To speak with senior author of this manuscript, Jeffrey L. Boore, please call 877-867-0146 or e-mail JLBoore@GenomeProjectSolutions.com.
Major Findings
• Largest inventory of genes ever recorded for a sequenced animal, packaged within a tiny genome of only 200 million bases.
• The genome is made compact by the reduction in size of spaces (introns) between the gene parts that code for proteins.
• First crustacean genome sequenced. Only 4.5 percent of genes are shared exclusively between Daphnia and insects, arthropods which shared a common ancestor some 500 MYA.
• First time an arthropod with a wholly aquatic life cycle has had its genome sequenced. Genes shared by Daphnia and unrelated aquatic vertebrates are identified, and are likely key for living life in water.
• Genes that have unknown functions -- because they are uniquely identified in Daphnia -- are involved in response to the environment.
• Of all sequenced genomes belonging to the animal group comprised of insects and crustaceans, Daphnia share the greatest number of genes with humans.

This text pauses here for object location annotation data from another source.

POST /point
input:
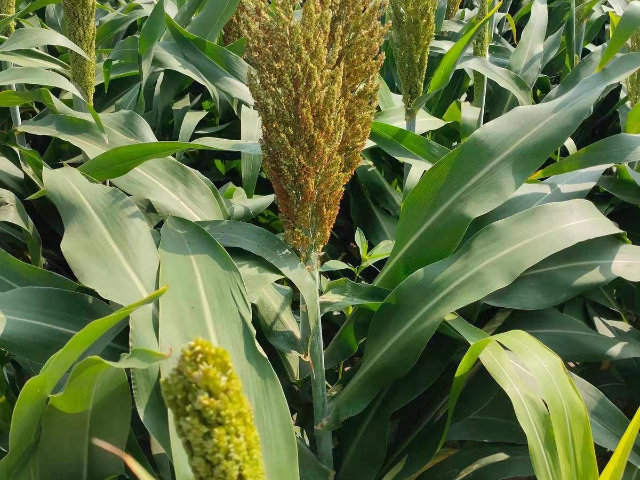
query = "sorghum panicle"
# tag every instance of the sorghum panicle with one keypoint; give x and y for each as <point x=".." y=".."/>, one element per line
<point x="232" y="31"/>
<point x="7" y="9"/>
<point x="413" y="27"/>
<point x="633" y="80"/>
<point x="315" y="86"/>
<point x="213" y="417"/>
<point x="80" y="23"/>
<point x="452" y="9"/>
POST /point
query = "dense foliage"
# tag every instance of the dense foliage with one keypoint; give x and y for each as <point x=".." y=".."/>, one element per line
<point x="471" y="313"/>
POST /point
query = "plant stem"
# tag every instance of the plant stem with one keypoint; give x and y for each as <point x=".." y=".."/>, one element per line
<point x="15" y="112"/>
<point x="324" y="438"/>
<point x="411" y="123"/>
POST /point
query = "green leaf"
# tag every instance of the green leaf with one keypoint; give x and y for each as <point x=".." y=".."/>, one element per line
<point x="37" y="76"/>
<point x="558" y="188"/>
<point x="109" y="247"/>
<point x="26" y="38"/>
<point x="118" y="161"/>
<point x="16" y="274"/>
<point x="527" y="59"/>
<point x="31" y="405"/>
<point x="208" y="295"/>
<point x="616" y="465"/>
<point x="12" y="211"/>
<point x="137" y="469"/>
<point x="620" y="148"/>
<point x="273" y="303"/>
<point x="566" y="274"/>
<point x="406" y="146"/>
<point x="36" y="322"/>
<point x="450" y="60"/>
<point x="222" y="68"/>
<point x="487" y="462"/>
<point x="310" y="466"/>
<point x="96" y="402"/>
<point x="559" y="438"/>
<point x="274" y="250"/>
<point x="627" y="25"/>
<point x="490" y="260"/>
<point x="212" y="18"/>
<point x="570" y="338"/>
<point x="343" y="293"/>
<point x="490" y="165"/>
<point x="607" y="422"/>
<point x="503" y="77"/>
<point x="174" y="189"/>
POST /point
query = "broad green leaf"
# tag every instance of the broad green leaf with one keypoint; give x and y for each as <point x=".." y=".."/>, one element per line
<point x="273" y="303"/>
<point x="627" y="25"/>
<point x="31" y="405"/>
<point x="208" y="296"/>
<point x="503" y="77"/>
<point x="558" y="188"/>
<point x="310" y="466"/>
<point x="570" y="338"/>
<point x="25" y="38"/>
<point x="486" y="462"/>
<point x="450" y="60"/>
<point x="562" y="276"/>
<point x="222" y="68"/>
<point x="137" y="469"/>
<point x="395" y="115"/>
<point x="490" y="260"/>
<point x="343" y="293"/>
<point x="607" y="422"/>
<point x="490" y="165"/>
<point x="17" y="274"/>
<point x="553" y="445"/>
<point x="406" y="146"/>
<point x="212" y="18"/>
<point x="174" y="189"/>
<point x="616" y="466"/>
<point x="118" y="161"/>
<point x="12" y="211"/>
<point x="96" y="402"/>
<point x="274" y="250"/>
<point x="37" y="76"/>
<point x="36" y="322"/>
<point x="109" y="247"/>
<point x="620" y="148"/>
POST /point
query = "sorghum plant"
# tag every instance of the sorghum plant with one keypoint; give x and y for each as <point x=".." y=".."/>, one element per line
<point x="315" y="86"/>
<point x="413" y="27"/>
<point x="213" y="417"/>
<point x="81" y="30"/>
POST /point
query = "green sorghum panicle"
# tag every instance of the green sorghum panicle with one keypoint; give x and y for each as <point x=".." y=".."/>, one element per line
<point x="481" y="48"/>
<point x="633" y="80"/>
<point x="80" y="20"/>
<point x="7" y="9"/>
<point x="452" y="9"/>
<point x="315" y="87"/>
<point x="212" y="416"/>
<point x="413" y="25"/>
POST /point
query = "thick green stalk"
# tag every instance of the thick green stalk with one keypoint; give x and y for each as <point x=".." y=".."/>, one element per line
<point x="324" y="438"/>
<point x="633" y="80"/>
<point x="411" y="123"/>
<point x="481" y="49"/>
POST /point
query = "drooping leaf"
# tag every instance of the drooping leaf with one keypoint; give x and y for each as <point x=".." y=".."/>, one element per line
<point x="208" y="300"/>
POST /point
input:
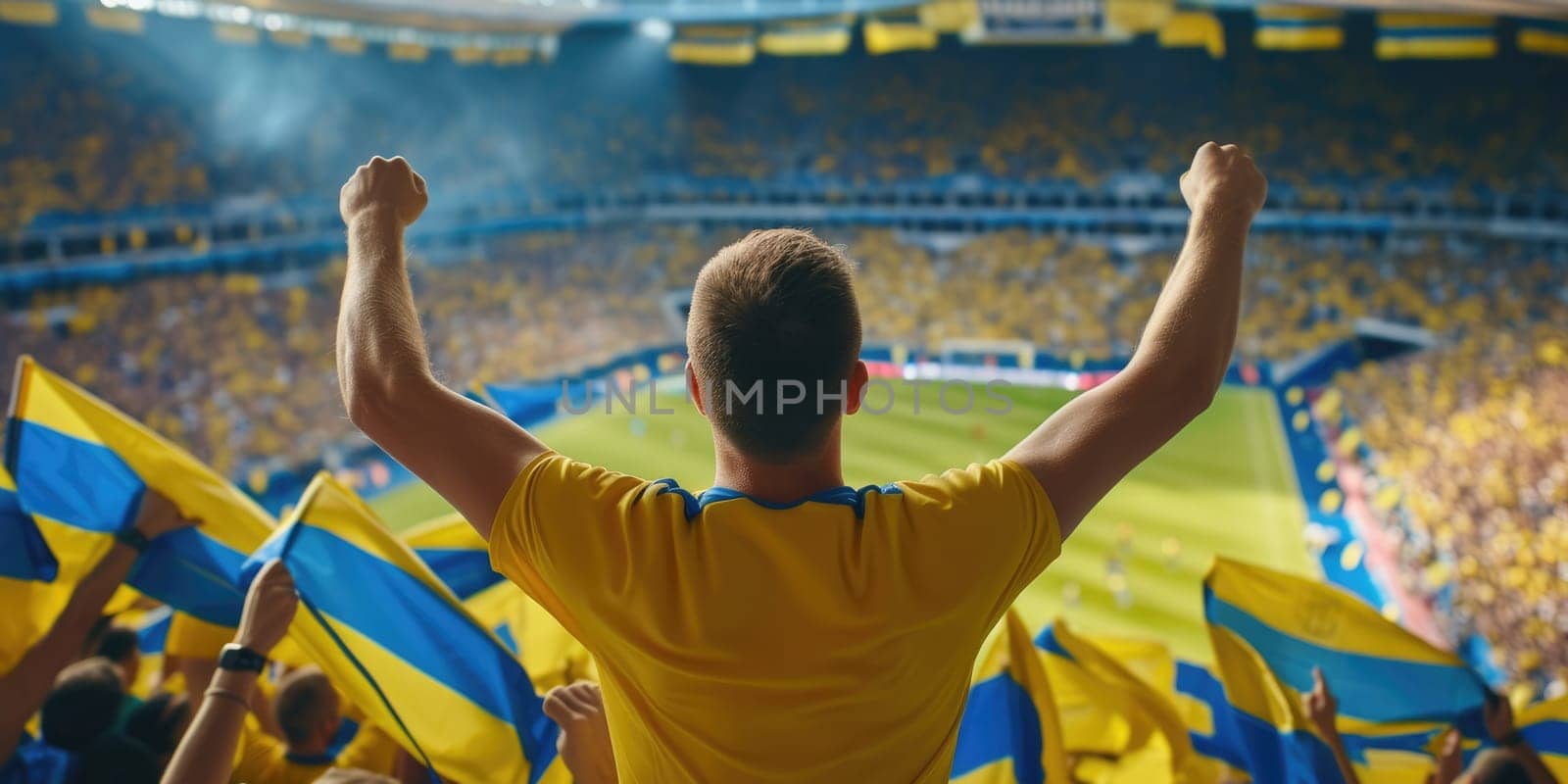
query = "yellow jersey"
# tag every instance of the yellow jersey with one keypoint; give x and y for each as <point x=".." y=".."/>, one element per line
<point x="264" y="760"/>
<point x="823" y="640"/>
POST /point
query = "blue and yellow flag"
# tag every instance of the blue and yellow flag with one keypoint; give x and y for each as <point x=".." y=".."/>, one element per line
<point x="24" y="554"/>
<point x="153" y="631"/>
<point x="1277" y="739"/>
<point x="1298" y="28"/>
<point x="1544" y="728"/>
<point x="1157" y="744"/>
<point x="713" y="46"/>
<point x="80" y="469"/>
<point x="455" y="553"/>
<point x="1211" y="726"/>
<point x="404" y="650"/>
<point x="1384" y="674"/>
<point x="1008" y="731"/>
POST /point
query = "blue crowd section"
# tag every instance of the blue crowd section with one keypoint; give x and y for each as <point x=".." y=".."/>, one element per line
<point x="535" y="402"/>
<point x="1343" y="561"/>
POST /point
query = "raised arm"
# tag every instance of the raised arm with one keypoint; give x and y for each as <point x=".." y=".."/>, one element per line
<point x="1322" y="710"/>
<point x="24" y="689"/>
<point x="1092" y="443"/>
<point x="206" y="753"/>
<point x="466" y="452"/>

• The birth rates for genes can be high — duplications occur three times more in Daphnia pulex than in other invertebrates — and duplicated genes are more likely to be functionally related than not.
• Newly duplicated genes can rapidly acquire new functions, which are best identified by specific environmental conditions.
• Daphnia-specific gene families that have amplified to large numbers include hemoglobins (11 copies), and opsin (visual) genes (46 copies) — a very old and newly discovered expanded subfamily of opsins was lost in terrestrial animal lineages. • The overall data suggest an original hypothesis for how newly duplicated genes are retained in the genome, which depends on the condition-specific regulation of cooperatively evolving genes.
Citation:
Colbourne, J.K., M.E. Pfrender, D. Gilbert, W.K. Thomas, A. Tucker, T.H. Oakley, S. Tokishita, A. Aerts, G.J. Arnold, M. Kumar Basu, D.J. Bauer, C.E. Cáceres, L. Carmel, C. Casola, J.-H. Choi, C. Detter, Q. Dong, S. Dusheyko, B.D. Eads, T. Fröhlich, K.A. Geiler-Samerotte, D. Gerlach, P. Hatcher, S. Jogdeo, J. Krijgsveld, E.V. Kriventseva, D. Kültz, C. Laforsch, E. Lindquist, J. Lopez, J.R. Manak, J. Muller, J. Pangilinan, R.P. Patwardhan, S. Pitluck, E.J. Pritham, A. Rechtsteiner, M. Rho, I.B. Rogozin, O. Sakarya, A. Salamov, S. Schaack, H. Shapiro, Y. Shiga, C. Skalitzky, Z. Smith, A. Souvorov, W. Sung, Z. Tang, D. Tsuchiya, H. Tu, H. Vos, M. Wang, Y.I. Wolf, H. Yamagata, T. Yamada, Y. Ye, J.R. Shaw, J. Andrews, T.J. Crease, H. Tang, S.M. Lucas, H.M. Robertson, P. Bork, E.V. Koonin, E.M. Zdobnov, I. Grigoriev, M. Lynch and J.L. Boore. 2011. The Ecoresponsive Genome of Daphnia pulex. Science 331, 555-561.